Let’s have some fun with our next movie, shall we? 2009’s Jennifer’s Body, starring Megan Fox, is genuinely a fun horror comedy. It plays on the male gaze through its marketing, but turns into a movie about female friendship and puts Jennifer as the main killer of the movie. It’s way more fun than it is scary, and honestly a great time.

You’re Next is my favourite horror movie. It was directed by Adam Wingard and released in 2011. It’s a home invasion slasher with a fun twist at the end, and my favourite final girl. Erin is a really smart protagonist. She fights back against the invaders and constantly makes intelligent choices to save her life and the lives of the people in the house with her. Sometimes with horror, you find yourself screaming at the TV as the main character makes a bad decision, but this doesn’t happen with You’re Next. Erin is consistent in her choices and you never worry about her doing something stupid like other horror protagonists.

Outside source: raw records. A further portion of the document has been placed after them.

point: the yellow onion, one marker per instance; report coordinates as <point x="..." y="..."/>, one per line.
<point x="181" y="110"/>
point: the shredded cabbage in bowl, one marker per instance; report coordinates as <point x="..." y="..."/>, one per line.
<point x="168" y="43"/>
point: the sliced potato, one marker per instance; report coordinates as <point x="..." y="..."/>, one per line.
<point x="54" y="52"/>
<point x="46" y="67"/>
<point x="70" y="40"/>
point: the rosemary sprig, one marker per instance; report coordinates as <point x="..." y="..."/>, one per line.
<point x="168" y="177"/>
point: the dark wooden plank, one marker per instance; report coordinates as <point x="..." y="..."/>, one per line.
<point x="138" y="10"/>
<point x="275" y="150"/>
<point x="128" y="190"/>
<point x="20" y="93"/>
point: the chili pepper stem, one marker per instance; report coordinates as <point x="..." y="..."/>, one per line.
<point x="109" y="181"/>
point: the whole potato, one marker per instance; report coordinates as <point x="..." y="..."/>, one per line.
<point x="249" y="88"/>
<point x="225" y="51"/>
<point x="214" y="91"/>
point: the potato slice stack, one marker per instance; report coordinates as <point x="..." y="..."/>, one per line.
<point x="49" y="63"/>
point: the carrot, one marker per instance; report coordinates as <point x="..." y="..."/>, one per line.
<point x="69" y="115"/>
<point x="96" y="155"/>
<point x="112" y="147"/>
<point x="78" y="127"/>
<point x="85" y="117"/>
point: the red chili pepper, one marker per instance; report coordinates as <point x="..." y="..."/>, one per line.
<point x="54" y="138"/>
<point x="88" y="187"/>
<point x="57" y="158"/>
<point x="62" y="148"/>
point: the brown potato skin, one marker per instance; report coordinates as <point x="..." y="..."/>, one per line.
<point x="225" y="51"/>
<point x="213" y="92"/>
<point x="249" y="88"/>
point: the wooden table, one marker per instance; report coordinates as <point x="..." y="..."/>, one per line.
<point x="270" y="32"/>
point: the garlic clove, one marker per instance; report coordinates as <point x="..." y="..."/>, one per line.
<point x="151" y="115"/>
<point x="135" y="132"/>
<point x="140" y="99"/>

These are my nine horror movie recommendations for Halloween. Remember, horror isn’t for everyone, and don’t try to force yourself to enjoy a genre if you don’t want to (or just can’t). It can be a lot to take in for people who don’t like blood, gore, or jump-scares. Don’t let anyone pressure you into watching a horror movie just because it’s October. But, if you do choose to watch a horror movie, or you’re new to the genre and want to get started, these are my recommendations.